Ketika Warung Pecel Lele Bertemu Streetwear: Cara Jakarta Merayakan Budayanya Sendiri

M. Reza Sulaiman Suara.Com
Rabu, 29 Oktober 2025 | 06:05 WIB
Ketika Warung Pecel Lele Bertemu Streetwear: Cara Jakarta Merayakan Budayanya Sendiri
Carhartt Work In Progress jadi toko fesyen yang menjelma jadi titik temu budaya. (dok. Carhartt)
Baca 10 detik
  • Jakarta tak pernah berhenti bereksperimen: dari ruang musik independen, galeri seni kontemporer, hingga toko fesyen yang menjelma jadi titik temu budaya.

Suara.com - Di tengah hiruk pikuk lalu lintas dan ritme hidup yang kian cepat, Jakarta selalu punya cara unik untuk merayakan dirinya. Kota ini tak pernah berhenti bereksperimen: dari ruang musik independen, galeri seni kontemporer, hingga toko fesyen yang menjelma jadi titik temu budaya.

Kini, satu nama global ikut membaca denyut itu, Carhartt Work In Progress (WIP), dengan membuka gerai utamanya di Plaza Senayan, sekaligus membawa pendekatan baru terhadap cara sebuah brand berinteraksi dengan masyarakat urban.
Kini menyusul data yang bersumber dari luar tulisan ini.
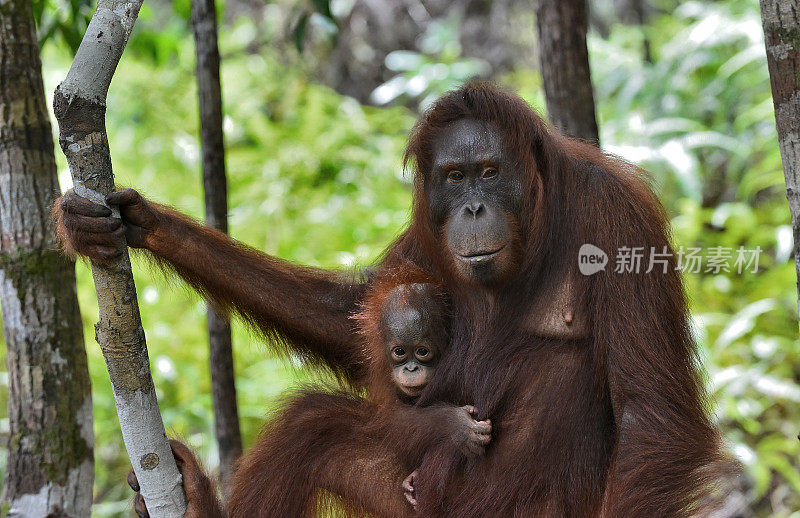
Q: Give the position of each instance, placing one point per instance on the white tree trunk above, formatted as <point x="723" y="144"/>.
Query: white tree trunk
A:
<point x="50" y="468"/>
<point x="80" y="108"/>
<point x="781" y="21"/>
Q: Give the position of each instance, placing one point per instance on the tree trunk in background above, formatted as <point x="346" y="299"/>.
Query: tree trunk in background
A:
<point x="80" y="107"/>
<point x="564" y="61"/>
<point x="781" y="22"/>
<point x="223" y="388"/>
<point x="50" y="452"/>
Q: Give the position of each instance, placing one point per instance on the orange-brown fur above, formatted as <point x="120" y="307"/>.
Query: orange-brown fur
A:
<point x="614" y="424"/>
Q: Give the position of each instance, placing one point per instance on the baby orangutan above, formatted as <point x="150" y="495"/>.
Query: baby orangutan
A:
<point x="405" y="324"/>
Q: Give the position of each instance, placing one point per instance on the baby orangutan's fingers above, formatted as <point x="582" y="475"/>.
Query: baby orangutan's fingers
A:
<point x="408" y="486"/>
<point x="482" y="427"/>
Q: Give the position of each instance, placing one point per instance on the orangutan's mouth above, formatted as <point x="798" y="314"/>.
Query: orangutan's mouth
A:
<point x="477" y="257"/>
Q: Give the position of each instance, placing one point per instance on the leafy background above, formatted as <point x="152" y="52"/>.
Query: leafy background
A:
<point x="315" y="177"/>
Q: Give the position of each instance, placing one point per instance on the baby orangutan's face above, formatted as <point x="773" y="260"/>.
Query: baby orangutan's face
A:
<point x="413" y="366"/>
<point x="410" y="318"/>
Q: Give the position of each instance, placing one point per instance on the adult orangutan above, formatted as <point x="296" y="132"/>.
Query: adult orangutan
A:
<point x="591" y="382"/>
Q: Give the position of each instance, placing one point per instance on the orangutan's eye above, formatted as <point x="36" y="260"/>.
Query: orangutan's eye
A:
<point x="489" y="173"/>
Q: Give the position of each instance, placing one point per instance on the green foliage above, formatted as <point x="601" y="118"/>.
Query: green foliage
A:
<point x="700" y="118"/>
<point x="316" y="178"/>
<point x="424" y="76"/>
<point x="62" y="19"/>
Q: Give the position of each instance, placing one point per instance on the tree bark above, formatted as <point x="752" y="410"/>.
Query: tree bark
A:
<point x="781" y="22"/>
<point x="223" y="388"/>
<point x="564" y="60"/>
<point x="80" y="103"/>
<point x="50" y="465"/>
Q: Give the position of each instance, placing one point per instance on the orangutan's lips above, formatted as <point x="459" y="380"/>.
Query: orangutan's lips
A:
<point x="477" y="257"/>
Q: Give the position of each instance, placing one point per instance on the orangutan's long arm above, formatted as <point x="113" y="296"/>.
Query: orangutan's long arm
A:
<point x="307" y="309"/>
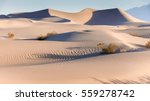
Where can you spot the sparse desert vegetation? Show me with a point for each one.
(44, 37)
(147, 45)
(11, 35)
(108, 49)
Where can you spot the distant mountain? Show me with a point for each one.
(87, 16)
(142, 13)
(37, 14)
(114, 16)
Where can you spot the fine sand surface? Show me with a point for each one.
(70, 53)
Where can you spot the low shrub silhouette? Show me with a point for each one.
(147, 45)
(11, 35)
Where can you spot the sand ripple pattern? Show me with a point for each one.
(41, 56)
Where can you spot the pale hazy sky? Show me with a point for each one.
(11, 6)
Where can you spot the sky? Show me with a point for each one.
(13, 6)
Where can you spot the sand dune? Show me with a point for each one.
(79, 18)
(36, 14)
(71, 54)
(111, 17)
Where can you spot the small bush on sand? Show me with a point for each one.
(110, 49)
(11, 35)
(147, 45)
(101, 45)
(44, 37)
(51, 34)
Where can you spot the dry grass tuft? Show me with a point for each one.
(11, 35)
(44, 37)
(110, 49)
(147, 45)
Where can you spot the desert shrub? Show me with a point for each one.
(101, 45)
(147, 45)
(110, 49)
(11, 35)
(44, 37)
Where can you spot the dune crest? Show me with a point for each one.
(79, 17)
(111, 17)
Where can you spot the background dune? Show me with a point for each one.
(69, 51)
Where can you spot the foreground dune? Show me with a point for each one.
(62, 48)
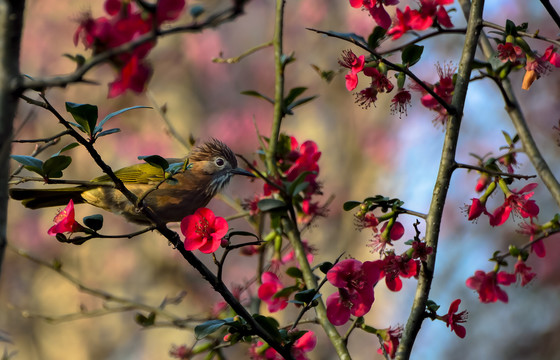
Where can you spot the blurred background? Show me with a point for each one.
(364, 153)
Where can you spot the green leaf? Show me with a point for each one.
(94, 222)
(145, 320)
(52, 168)
(113, 114)
(257, 95)
(294, 272)
(411, 54)
(325, 266)
(208, 327)
(271, 204)
(155, 160)
(349, 205)
(293, 94)
(30, 163)
(374, 38)
(85, 115)
(351, 37)
(108, 132)
(67, 147)
(307, 296)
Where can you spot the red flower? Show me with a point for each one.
(524, 272)
(400, 102)
(134, 76)
(391, 338)
(355, 64)
(355, 294)
(533, 229)
(551, 56)
(487, 285)
(519, 203)
(267, 291)
(443, 88)
(65, 221)
(169, 10)
(402, 23)
(203, 231)
(476, 209)
(395, 266)
(454, 319)
(304, 344)
(509, 52)
(430, 11)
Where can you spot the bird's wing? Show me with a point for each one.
(139, 173)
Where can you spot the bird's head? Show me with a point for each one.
(215, 159)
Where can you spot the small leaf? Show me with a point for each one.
(67, 147)
(208, 327)
(108, 132)
(258, 95)
(271, 204)
(29, 162)
(411, 54)
(52, 168)
(94, 222)
(113, 114)
(325, 266)
(349, 205)
(84, 114)
(293, 94)
(155, 160)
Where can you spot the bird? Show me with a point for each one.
(205, 171)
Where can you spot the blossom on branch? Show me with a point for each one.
(203, 231)
(454, 319)
(270, 286)
(355, 281)
(488, 285)
(65, 221)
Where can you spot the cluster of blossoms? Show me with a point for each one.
(487, 284)
(203, 231)
(515, 201)
(125, 22)
(514, 50)
(296, 161)
(380, 83)
(65, 221)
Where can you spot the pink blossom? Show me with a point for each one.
(519, 203)
(393, 267)
(355, 296)
(454, 319)
(488, 285)
(65, 221)
(203, 231)
(524, 272)
(267, 291)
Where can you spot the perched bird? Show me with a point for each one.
(210, 168)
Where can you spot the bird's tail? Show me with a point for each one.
(40, 198)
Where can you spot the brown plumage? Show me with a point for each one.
(211, 167)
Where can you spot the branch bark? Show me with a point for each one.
(446, 168)
(11, 23)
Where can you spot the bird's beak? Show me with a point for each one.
(240, 171)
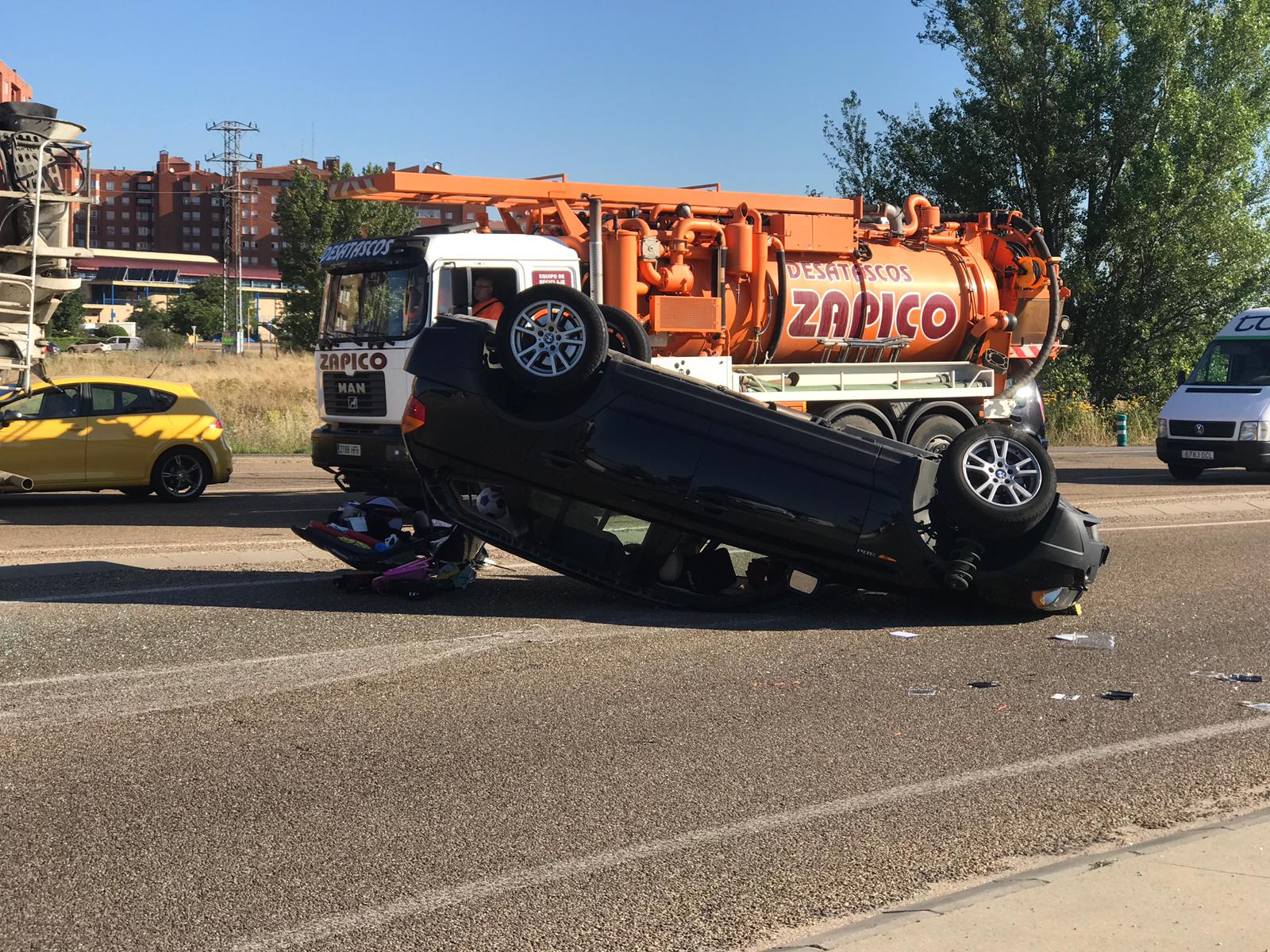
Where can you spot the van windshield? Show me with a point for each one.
(375, 305)
(1240, 363)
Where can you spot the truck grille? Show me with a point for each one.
(355, 393)
(1203, 429)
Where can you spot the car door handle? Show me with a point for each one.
(558, 460)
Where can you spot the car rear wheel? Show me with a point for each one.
(996, 482)
(552, 340)
(626, 336)
(181, 475)
(937, 433)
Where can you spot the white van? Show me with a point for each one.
(1221, 414)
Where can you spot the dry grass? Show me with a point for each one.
(268, 404)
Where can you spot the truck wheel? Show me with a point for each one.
(935, 433)
(550, 340)
(996, 482)
(626, 336)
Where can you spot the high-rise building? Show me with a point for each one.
(13, 88)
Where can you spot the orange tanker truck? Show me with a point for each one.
(899, 321)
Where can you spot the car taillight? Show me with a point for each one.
(414, 416)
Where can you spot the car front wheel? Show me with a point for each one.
(181, 475)
(996, 482)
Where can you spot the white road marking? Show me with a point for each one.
(160, 590)
(429, 900)
(1183, 526)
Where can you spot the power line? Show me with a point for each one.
(233, 160)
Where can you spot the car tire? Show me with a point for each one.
(935, 433)
(996, 482)
(552, 340)
(626, 336)
(181, 475)
(1187, 474)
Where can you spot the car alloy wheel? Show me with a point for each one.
(1003, 471)
(182, 475)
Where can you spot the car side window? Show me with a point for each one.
(112, 400)
(163, 400)
(48, 404)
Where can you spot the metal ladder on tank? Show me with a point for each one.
(35, 248)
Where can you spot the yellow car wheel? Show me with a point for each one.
(181, 475)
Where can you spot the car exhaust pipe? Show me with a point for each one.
(22, 482)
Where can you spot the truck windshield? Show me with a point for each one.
(1241, 363)
(375, 305)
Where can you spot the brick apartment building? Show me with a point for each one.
(13, 88)
(178, 209)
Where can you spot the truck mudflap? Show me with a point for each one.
(370, 459)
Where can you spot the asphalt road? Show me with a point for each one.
(205, 746)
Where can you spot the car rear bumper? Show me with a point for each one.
(371, 459)
(1226, 452)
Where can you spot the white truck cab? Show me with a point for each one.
(380, 294)
(1219, 416)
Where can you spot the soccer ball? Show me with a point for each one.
(491, 503)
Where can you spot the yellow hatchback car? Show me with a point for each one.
(137, 436)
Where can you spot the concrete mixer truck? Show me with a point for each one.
(899, 321)
(44, 169)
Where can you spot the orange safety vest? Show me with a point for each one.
(489, 311)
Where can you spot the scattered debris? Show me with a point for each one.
(1086, 640)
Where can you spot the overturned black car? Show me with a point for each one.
(549, 444)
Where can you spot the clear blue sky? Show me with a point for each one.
(654, 93)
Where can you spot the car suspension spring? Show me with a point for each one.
(963, 564)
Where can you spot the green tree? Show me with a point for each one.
(146, 314)
(1132, 131)
(200, 309)
(309, 221)
(67, 321)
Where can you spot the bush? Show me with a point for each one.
(162, 340)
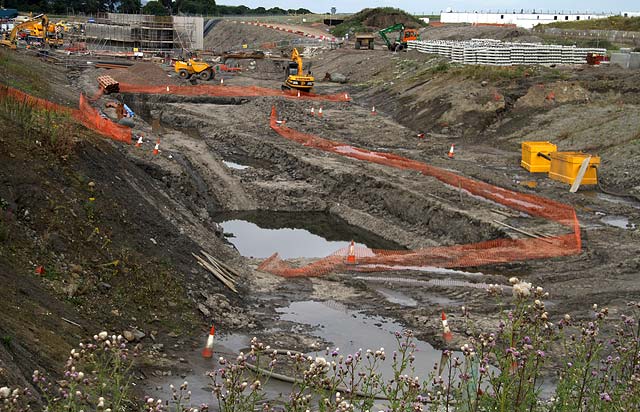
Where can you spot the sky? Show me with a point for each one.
(423, 7)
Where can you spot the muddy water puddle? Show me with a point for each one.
(197, 370)
(295, 234)
(349, 331)
(233, 165)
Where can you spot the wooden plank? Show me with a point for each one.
(524, 232)
(221, 263)
(227, 282)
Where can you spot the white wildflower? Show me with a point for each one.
(4, 392)
(522, 289)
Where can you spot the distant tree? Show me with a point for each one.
(156, 8)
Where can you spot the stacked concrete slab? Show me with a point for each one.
(626, 59)
(497, 53)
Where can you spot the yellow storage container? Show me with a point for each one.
(565, 167)
(532, 161)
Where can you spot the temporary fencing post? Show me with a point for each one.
(451, 153)
(446, 332)
(351, 257)
(207, 352)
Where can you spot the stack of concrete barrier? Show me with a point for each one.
(497, 53)
(626, 59)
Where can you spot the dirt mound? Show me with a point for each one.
(142, 73)
(376, 19)
(227, 36)
(456, 32)
(542, 95)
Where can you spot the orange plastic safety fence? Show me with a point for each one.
(91, 118)
(229, 91)
(474, 254)
(22, 97)
(86, 114)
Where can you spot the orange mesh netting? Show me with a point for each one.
(473, 254)
(87, 115)
(36, 102)
(229, 91)
(91, 118)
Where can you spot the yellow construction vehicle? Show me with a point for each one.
(41, 20)
(203, 70)
(296, 79)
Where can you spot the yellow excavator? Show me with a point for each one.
(41, 20)
(296, 79)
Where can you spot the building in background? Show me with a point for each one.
(524, 19)
(144, 32)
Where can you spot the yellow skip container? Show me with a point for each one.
(535, 156)
(565, 167)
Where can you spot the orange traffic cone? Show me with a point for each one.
(451, 153)
(207, 352)
(351, 257)
(446, 332)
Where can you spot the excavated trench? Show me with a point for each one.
(286, 177)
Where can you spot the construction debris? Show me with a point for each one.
(225, 274)
(108, 84)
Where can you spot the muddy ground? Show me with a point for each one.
(162, 208)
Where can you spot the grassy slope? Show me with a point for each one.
(99, 269)
(368, 20)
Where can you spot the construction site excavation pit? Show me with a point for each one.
(260, 234)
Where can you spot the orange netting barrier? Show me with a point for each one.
(91, 118)
(229, 91)
(473, 254)
(32, 101)
(87, 115)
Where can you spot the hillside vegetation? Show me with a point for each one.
(368, 20)
(610, 23)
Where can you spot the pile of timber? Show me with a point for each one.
(108, 84)
(223, 272)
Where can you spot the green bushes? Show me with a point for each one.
(52, 130)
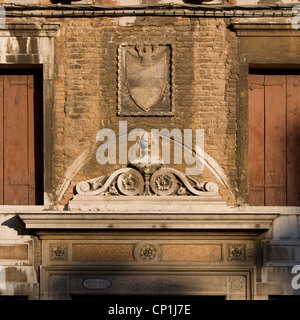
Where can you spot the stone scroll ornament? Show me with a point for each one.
(146, 176)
Beberapa tahun terakhir, wajah Jakarta memang berubah. Di antara mural, kedai kopi, dan dentuman musik dari kolektif lokal, terbentuk ruang sosial baru di mana fesyen, musik, dan seni berjalan beriringan.

Kehadiran Carhartt WIP di kota ini menjadi semacam penegasan bahwa lanskap kreatif Jakarta sudah cukup matang untuk berbicara dengan bahasa global, tanpa kehilangan identitas lokalnya.

Ruang Baru untuk Budaya Urban

Gerai baru Carhartt WIP seluas 121 meter persegi ini dirancang oleh Salomée Faeh bersama studio arsitektur Andrea Caputo dari Milan. Hasilnya bukan sekadar toko, melainkan ruang yang menyatukan warisan workwear yang tangguh dengan estetika industrial modern.

Panel kayu vertikal dan lempengan marmer berurat berpadu menciptakan suasana hangat namun tegas, senada dengan karakter keras sekaligus terbuka milik Jakarta.

Brand Manager Carhartt WIP Indonesia, Riri Nahar, menyebut kota ini memiliki energi yang khas.

“Jakarta adalah ibu kota sekaligus pusat budaya dan ekonomi Indonesia. Komunitas kreatif dan subkultur di sini tumbuh sangat cepat, mulai dari musik, seni, hingga street culture. Karakter ini sangat sejalan dengan DNA Carhartt WIP,” ujarnya.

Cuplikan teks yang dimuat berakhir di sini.